You need to adjust your headlights.

I like the white/yellow combo (white headlights yellow fogs). I don't think an all-yellow look is very advisable (if that is the case). As I said before, white light has less fatigue on the eyes, go up or down in the Kelvin Spectrum and you're only hurting your eyes and making it a bitch to see all objects in detail. 

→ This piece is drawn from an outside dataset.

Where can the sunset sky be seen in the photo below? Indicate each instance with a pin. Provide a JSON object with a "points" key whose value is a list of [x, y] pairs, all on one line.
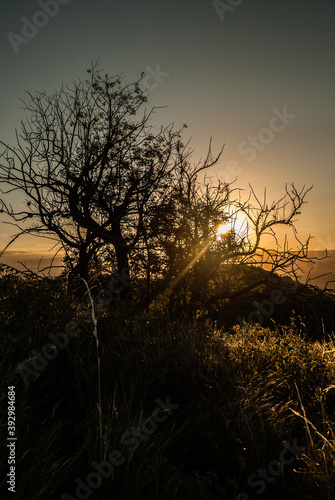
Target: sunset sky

Yellow (or a combination of white and yellow) supposedly is better in foggy conditions, but I have to disagree with anyone who claims any color of light is better at "penetrating" through the fog. The fact is no color of light penetrates through fog better than another (except for brighter lights). It's the fact that fog REFLECTS light back at you that makes it harder to see. This is why yellow is preferred, because it lacks UV which will hurt your eyes.


----------



## xNISMOB14x (Nov 5, 2003)

how do i adjust my headlights?


----------



## Ninety-Nine SE-L (May 5, 2002)

grrr, that's my avitar. LOL, I thought I wrote that ^^^

There should be some screws on the back of the housings that allow you to adjust vertical and horizontal. Also make sure they're both in place properly.


----------



## Gimp (Jun 9, 2002)

Ninety-Nine SE-L said:


> grrr, that's my avitar.


Hah, you've got an admirer!


----------



## Sentrixx (Apr 30, 2002)

Ninety-Nine SE-L said:


> grrr, that's my avitar. LOL, I thought I wrote that ^^^
> 
> There should be some screws on the back of the housings that allow you to adjust vertical and horizontal. Also make sure they're both in place properly.



lol.. OWNED!


----------



## xNISMOB14x (Nov 5, 2003)

Im sorry about that Avitar...

O ok thanks well i will have to look at that tomorrow morning for sure and fix it


----------